🤖 AI Summary
This work addresses the lack of domain-specific knowledge in general-purpose vision-language models for recognizing fracture surface morphologies in materials science. To bridge this gap, the authors develop the first specialized vision-language model tailored for fractographic analysis. Leveraging 13,168 images extracted from scientific literature, they fine-tune Qwen3-VL-32B-Instruct using GPT-generated morphological annotations, supplemented with expert-curated rare samples and rotation-based geometric augmentation. The study further explores a collaborative inference framework integrating this fine-tuned model with proprietary closed-source systems.
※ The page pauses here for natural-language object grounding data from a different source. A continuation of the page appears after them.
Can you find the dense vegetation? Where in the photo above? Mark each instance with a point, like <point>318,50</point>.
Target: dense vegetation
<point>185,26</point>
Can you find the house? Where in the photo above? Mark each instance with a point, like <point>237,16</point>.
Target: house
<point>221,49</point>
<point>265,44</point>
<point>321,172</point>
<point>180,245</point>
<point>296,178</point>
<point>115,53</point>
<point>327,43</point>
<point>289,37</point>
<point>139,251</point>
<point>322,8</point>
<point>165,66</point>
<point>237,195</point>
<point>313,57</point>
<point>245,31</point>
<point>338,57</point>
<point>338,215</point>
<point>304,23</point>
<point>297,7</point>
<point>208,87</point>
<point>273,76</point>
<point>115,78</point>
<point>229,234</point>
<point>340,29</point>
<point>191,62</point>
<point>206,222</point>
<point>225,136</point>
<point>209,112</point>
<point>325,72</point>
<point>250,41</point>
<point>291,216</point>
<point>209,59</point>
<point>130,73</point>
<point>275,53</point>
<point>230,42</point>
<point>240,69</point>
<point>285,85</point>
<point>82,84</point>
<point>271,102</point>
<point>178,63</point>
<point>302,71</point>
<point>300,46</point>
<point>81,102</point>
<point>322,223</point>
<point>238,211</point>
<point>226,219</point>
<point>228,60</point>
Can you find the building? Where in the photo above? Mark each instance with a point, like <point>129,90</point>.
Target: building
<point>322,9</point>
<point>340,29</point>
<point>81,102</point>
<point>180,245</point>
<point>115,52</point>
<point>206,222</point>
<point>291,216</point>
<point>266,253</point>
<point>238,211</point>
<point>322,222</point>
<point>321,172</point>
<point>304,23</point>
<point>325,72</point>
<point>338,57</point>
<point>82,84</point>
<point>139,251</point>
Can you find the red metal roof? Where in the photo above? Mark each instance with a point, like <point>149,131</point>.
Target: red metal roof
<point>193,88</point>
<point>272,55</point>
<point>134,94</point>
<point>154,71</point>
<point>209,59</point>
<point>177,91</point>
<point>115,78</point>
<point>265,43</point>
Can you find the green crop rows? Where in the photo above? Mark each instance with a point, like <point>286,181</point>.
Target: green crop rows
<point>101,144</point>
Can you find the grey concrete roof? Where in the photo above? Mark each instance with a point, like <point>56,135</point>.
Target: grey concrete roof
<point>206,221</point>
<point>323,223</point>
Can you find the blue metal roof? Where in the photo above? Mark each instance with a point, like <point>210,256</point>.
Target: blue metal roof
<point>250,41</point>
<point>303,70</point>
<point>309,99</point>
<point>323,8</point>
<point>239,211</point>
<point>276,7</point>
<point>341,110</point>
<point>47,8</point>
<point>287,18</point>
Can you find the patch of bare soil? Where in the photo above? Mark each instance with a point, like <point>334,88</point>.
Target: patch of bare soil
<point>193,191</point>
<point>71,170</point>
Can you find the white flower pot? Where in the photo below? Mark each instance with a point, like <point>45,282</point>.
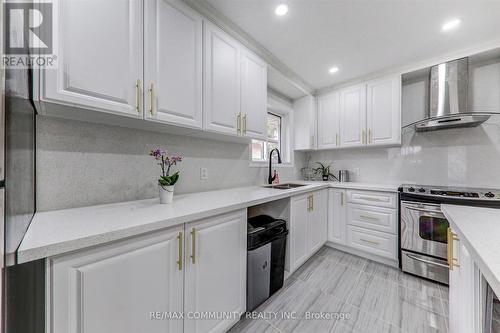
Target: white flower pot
<point>166,194</point>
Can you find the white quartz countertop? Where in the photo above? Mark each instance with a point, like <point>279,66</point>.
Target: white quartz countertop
<point>56,232</point>
<point>479,229</point>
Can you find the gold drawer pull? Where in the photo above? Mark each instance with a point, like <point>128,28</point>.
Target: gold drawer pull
<point>151,99</point>
<point>245,124</point>
<point>138,95</point>
<point>193,246</point>
<point>179,261</point>
<point>370,218</point>
<point>451,237</point>
<point>369,241</point>
<point>238,123</point>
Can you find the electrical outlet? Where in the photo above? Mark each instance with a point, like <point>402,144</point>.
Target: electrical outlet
<point>356,171</point>
<point>203,173</point>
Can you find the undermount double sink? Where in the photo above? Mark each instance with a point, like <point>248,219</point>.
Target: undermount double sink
<point>286,186</point>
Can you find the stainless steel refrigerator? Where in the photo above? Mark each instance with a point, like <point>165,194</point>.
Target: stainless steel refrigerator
<point>23,285</point>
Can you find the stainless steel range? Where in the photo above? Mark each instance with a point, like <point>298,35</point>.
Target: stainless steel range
<point>424,228</point>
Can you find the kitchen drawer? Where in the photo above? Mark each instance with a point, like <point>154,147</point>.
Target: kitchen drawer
<point>374,242</point>
<point>375,218</point>
<point>379,199</point>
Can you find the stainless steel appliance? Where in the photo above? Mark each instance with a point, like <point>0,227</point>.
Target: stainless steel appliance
<point>23,285</point>
<point>448,98</point>
<point>424,229</point>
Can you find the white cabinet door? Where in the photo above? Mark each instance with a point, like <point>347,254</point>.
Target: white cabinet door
<point>253,95</point>
<point>298,239</point>
<point>336,215</point>
<point>463,292</point>
<point>99,61</point>
<point>384,111</point>
<point>304,113</point>
<point>353,116</point>
<point>317,221</point>
<point>173,63</point>
<point>114,288</point>
<point>221,81</point>
<point>216,252</point>
<point>329,121</point>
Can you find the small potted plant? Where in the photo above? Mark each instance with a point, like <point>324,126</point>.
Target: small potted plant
<point>324,171</point>
<point>166,181</point>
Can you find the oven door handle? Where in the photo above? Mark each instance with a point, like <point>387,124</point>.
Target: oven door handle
<point>429,211</point>
<point>425,260</point>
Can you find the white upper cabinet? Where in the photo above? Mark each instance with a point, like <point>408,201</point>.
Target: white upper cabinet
<point>353,116</point>
<point>100,64</point>
<point>173,63</point>
<point>329,121</point>
<point>383,111</point>
<point>222,72</point>
<point>304,113</point>
<point>253,95</point>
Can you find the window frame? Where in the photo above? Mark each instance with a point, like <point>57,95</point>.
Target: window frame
<point>285,112</point>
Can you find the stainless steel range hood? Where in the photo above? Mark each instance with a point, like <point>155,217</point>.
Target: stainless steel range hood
<point>448,98</point>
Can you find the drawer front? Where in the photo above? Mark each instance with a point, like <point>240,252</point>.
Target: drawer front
<point>375,218</point>
<point>374,242</point>
<point>379,199</point>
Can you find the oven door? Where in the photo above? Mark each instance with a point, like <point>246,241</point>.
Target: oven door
<point>423,228</point>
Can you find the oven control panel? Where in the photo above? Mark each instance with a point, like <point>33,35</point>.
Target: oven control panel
<point>451,193</point>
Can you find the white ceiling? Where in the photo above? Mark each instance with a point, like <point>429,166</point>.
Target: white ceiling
<point>361,36</point>
<point>282,84</point>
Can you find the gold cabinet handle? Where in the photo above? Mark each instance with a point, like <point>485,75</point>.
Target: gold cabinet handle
<point>238,123</point>
<point>370,218</point>
<point>369,241</point>
<point>179,240</point>
<point>138,95</point>
<point>193,246</point>
<point>451,237</point>
<point>151,99</point>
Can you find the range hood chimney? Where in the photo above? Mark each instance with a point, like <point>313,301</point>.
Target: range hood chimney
<point>448,98</point>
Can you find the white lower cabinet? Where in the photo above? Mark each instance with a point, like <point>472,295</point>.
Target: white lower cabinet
<point>463,291</point>
<point>336,215</point>
<point>374,242</point>
<point>365,221</point>
<point>308,227</point>
<point>216,252</point>
<point>115,288</point>
<point>130,286</point>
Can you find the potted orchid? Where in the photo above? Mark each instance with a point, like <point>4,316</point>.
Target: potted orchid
<point>166,181</point>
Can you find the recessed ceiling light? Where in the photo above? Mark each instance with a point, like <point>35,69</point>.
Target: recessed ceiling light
<point>333,70</point>
<point>281,10</point>
<point>451,24</point>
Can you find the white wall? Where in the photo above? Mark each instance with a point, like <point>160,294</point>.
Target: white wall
<point>456,157</point>
<point>81,164</point>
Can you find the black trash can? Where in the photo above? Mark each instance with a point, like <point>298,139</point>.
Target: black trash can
<point>266,246</point>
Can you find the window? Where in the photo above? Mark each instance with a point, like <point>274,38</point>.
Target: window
<point>261,149</point>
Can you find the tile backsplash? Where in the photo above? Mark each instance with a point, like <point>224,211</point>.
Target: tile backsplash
<point>81,164</point>
<point>455,157</point>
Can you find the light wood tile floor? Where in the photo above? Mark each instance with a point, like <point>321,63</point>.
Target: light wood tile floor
<point>352,294</point>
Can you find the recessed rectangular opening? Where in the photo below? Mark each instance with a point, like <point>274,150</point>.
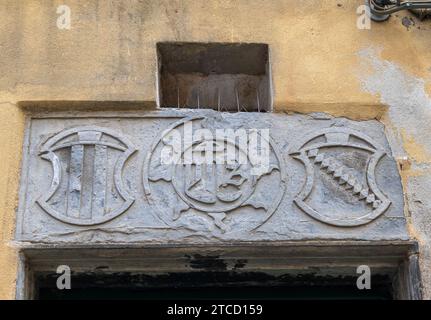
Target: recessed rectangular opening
<point>229,77</point>
<point>285,271</point>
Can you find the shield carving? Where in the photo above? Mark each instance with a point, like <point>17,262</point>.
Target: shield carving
<point>86,186</point>
<point>340,187</point>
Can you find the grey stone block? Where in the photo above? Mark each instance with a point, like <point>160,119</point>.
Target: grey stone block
<point>100,178</point>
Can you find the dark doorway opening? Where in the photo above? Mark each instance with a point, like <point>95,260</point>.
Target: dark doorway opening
<point>210,285</point>
<point>231,77</point>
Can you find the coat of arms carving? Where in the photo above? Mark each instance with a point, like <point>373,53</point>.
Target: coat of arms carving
<point>341,188</point>
<point>211,192</point>
<point>86,187</point>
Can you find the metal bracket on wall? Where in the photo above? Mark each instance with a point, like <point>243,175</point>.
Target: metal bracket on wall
<point>381,10</point>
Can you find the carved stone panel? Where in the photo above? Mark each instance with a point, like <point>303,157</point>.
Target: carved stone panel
<point>121,178</point>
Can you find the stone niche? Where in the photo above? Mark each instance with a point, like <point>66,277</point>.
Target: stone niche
<point>103,178</point>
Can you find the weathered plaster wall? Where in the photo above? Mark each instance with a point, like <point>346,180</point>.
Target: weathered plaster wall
<point>320,62</point>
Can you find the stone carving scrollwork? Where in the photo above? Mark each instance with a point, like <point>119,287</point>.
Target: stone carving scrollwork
<point>340,187</point>
<point>212,196</point>
<point>87,187</point>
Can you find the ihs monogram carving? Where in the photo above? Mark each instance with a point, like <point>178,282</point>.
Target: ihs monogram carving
<point>87,186</point>
<point>340,187</point>
<point>217,196</point>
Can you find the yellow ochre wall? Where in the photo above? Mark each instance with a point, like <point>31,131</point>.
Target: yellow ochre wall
<point>320,61</point>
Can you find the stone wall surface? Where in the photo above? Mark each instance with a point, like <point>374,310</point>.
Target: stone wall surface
<point>320,62</point>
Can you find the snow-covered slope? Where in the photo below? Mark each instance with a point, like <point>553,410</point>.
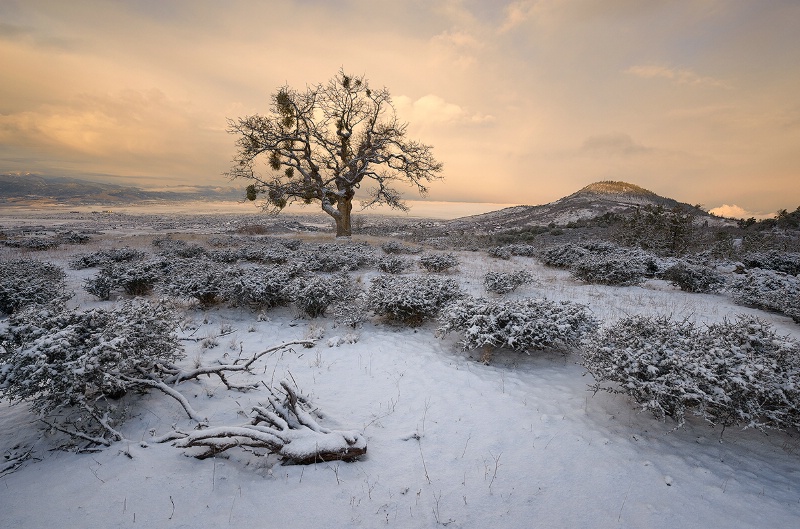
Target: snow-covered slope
<point>594,200</point>
<point>452,442</point>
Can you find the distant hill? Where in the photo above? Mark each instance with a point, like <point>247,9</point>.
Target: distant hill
<point>594,200</point>
<point>20,189</point>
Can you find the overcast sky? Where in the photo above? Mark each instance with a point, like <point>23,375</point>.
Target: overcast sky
<point>524,101</point>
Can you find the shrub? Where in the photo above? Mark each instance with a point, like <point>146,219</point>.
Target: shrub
<point>258,287</point>
<point>33,243</point>
<point>500,252</point>
<point>396,247</point>
<point>438,262</point>
<point>72,365</point>
<point>28,281</point>
<point>392,265</point>
<point>313,294</point>
<point>410,299</point>
<point>562,256</point>
<point>521,325</point>
<point>198,279</point>
<point>524,250</point>
<point>136,278</point>
<point>609,270</point>
<point>103,257</point>
<point>730,373</point>
<point>786,262</point>
<point>693,278</point>
<point>768,290</point>
<point>505,282</point>
<point>336,257</point>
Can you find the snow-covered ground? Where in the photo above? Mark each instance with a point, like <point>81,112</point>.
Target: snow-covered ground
<point>451,441</point>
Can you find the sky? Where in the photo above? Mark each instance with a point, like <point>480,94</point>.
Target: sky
<point>524,102</point>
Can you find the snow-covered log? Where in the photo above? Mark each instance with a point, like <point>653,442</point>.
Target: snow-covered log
<point>285,427</point>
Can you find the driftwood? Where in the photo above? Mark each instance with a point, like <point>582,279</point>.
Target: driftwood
<point>285,427</point>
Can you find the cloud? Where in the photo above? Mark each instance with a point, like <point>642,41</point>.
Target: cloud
<point>613,144</point>
<point>432,109</point>
<point>737,212</point>
<point>676,75</point>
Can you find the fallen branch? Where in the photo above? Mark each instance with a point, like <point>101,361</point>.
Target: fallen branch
<point>285,428</point>
<point>220,370</point>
By synergistically combining targeted dataset construction, geometric enhancement, and large-model adaptation, the proposed approach achieves a precision of 0.92 on a 100-sample expert-annotated test set—substantially outperforming both baseline methods (0.35) and leading closed-source multimodal models (peak performance: 0.78)—demonstrating markedly improved recognition capability for rare fracture features.
📝 Abstract
Vision-language models (VLMs) have shown strong potential for scientific image understanding, but general-purpose models often lack the domain-specific visual knowledge required for reliable materials characterization. In this work, we fine-tuned an open-source VLM (Qwen3-VL-32B-Instruct) for fracture-surface image analysis using a curated dataset of 13,168 open-source, literature-mined fracture-surface images. Morphology annotations were generated by GPT-5.2-Reasoning (high) from both the images and relevant excerpts of their source papers, and the dataset was further enriched with targeted manual collection and rotation-based augmentation. The resulting specialist model outperforms flagship proprietary multimodal models on a benchmark of 100 manually annotated images. It achieves a precision of 0.92, compared to 0.35 for the base Qwen3-VL-32B-Instruct, 0.58 for GPT-5.5-Reasoning (high), and 0.78 for Gemini 3.1 Pro-Reasoning (high). Dataset ablations show that manual collection of rare-feature images and augmentation via image rotation are both beneficial to improve recognition of less common fracture morphology features. We further discuss integrated use of the fine-tuned model with proprietary models to combine fracture-specific visual accuracy with broader multimodal reasoning for autonomous fractography. Although focused on fracture-surface images, this work demonstrates how VLMs can be adapted through targeted collection and fine-tuning on novel feature images to recognize those features and support downstream decision-making in autonomous microscopy workflows.